Monday Morning Meditation: The Fear of the Lord (Psalm 34 series)

This is part 4 of the Monday Morning Meditation Psalm 34 series.

Here are today’s verses.

Come, my children, listen to me;
I will teach you the fear of the Lord.
Whoever of you loves life
and desires to see many good days,
keep your tongue from evil
and your lips from speaking lies.
Turn from evil and do good;
seek peace and pursue it.

Commentators say David did not have any children when he wrote this. Rather, he is talking to those he brought alongside him (mentioned in verse 3 and discussed in week 1). He emphasizes, “Listen; this is important. Learn this when you are young if possible. Fear God.”

I’ll be very honest and say I don’t completely understand what it means to fear God. I have asked Christians I respect their interpretation of this concept, I’ve listening to podcasts about it and read commentaries. It’s difficult for me to wrap my mind around.

Fear can mean to “cause awe or astonishment, revere and respect.” That, I can understand. But to “be afraid?” I’m just not sure. I talked about this a little last week, as fear was also part of that excerpt.

I think the surrounding verses are very helpful in discerning what God means in this case.

Fearing God, in this case, means being careful of what you say, what you seek, and what you pursue. This is confirmed as well in verses 9-10. We are careful of what we say and what we set our mind to because we are in awe of all God is, all He has done, and all He has yet to do.

It’s interesting to me that David says he will teach them about this fear, not that God will teach them. This is part of why I’ve asked Christians I respect what this means to them. Thus, this week, I’m asking God and you all: what does “fear of the Lord” mean to you? I’m asking God to show me in a new way how to revere, respect and fear Him. I’m also focusing on keeping my heart, my mind and my mouth in check.

2 thoughts on “Monday Morning Meditation: The Fear of the Lord (Psalm 34 series)

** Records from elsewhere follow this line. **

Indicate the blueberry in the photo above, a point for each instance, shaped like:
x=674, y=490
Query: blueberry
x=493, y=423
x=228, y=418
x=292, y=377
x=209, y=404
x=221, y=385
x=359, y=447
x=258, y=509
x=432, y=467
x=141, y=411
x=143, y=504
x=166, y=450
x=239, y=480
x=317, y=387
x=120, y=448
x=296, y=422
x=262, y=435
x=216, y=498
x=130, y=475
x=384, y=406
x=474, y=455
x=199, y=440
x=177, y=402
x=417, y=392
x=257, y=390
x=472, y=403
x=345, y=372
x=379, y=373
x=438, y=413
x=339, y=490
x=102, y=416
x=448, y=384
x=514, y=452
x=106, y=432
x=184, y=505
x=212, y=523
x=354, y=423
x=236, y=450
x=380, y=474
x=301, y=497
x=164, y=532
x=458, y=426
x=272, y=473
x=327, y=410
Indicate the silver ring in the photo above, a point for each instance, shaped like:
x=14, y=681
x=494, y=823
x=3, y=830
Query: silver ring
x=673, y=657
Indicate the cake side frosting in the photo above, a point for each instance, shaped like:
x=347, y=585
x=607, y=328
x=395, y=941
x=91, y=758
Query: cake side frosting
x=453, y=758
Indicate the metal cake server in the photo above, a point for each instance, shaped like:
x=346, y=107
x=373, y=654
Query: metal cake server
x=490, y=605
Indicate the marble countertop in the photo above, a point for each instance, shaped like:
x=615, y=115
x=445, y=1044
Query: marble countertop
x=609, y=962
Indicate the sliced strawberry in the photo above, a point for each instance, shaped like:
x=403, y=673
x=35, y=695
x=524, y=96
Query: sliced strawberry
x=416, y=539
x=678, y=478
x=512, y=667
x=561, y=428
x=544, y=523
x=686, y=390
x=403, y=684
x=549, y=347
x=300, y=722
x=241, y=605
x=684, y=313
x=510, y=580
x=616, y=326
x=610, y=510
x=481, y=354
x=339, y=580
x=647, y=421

  1. Off the top of my head without looking into the original languages, the thought I’m having is that fearing God is part of wisdom, and the fear is like the fear one would have when walking over a suspension bridge where there is a 100-foot drop to certain death below.

    You know you’re safe if you stay on the bridge, and you know what NOT to do just by taking a quick look (i.e. swing the bridge till it dumps you off sideways, hang off the edges just to show off how skilled you think you are, etc.)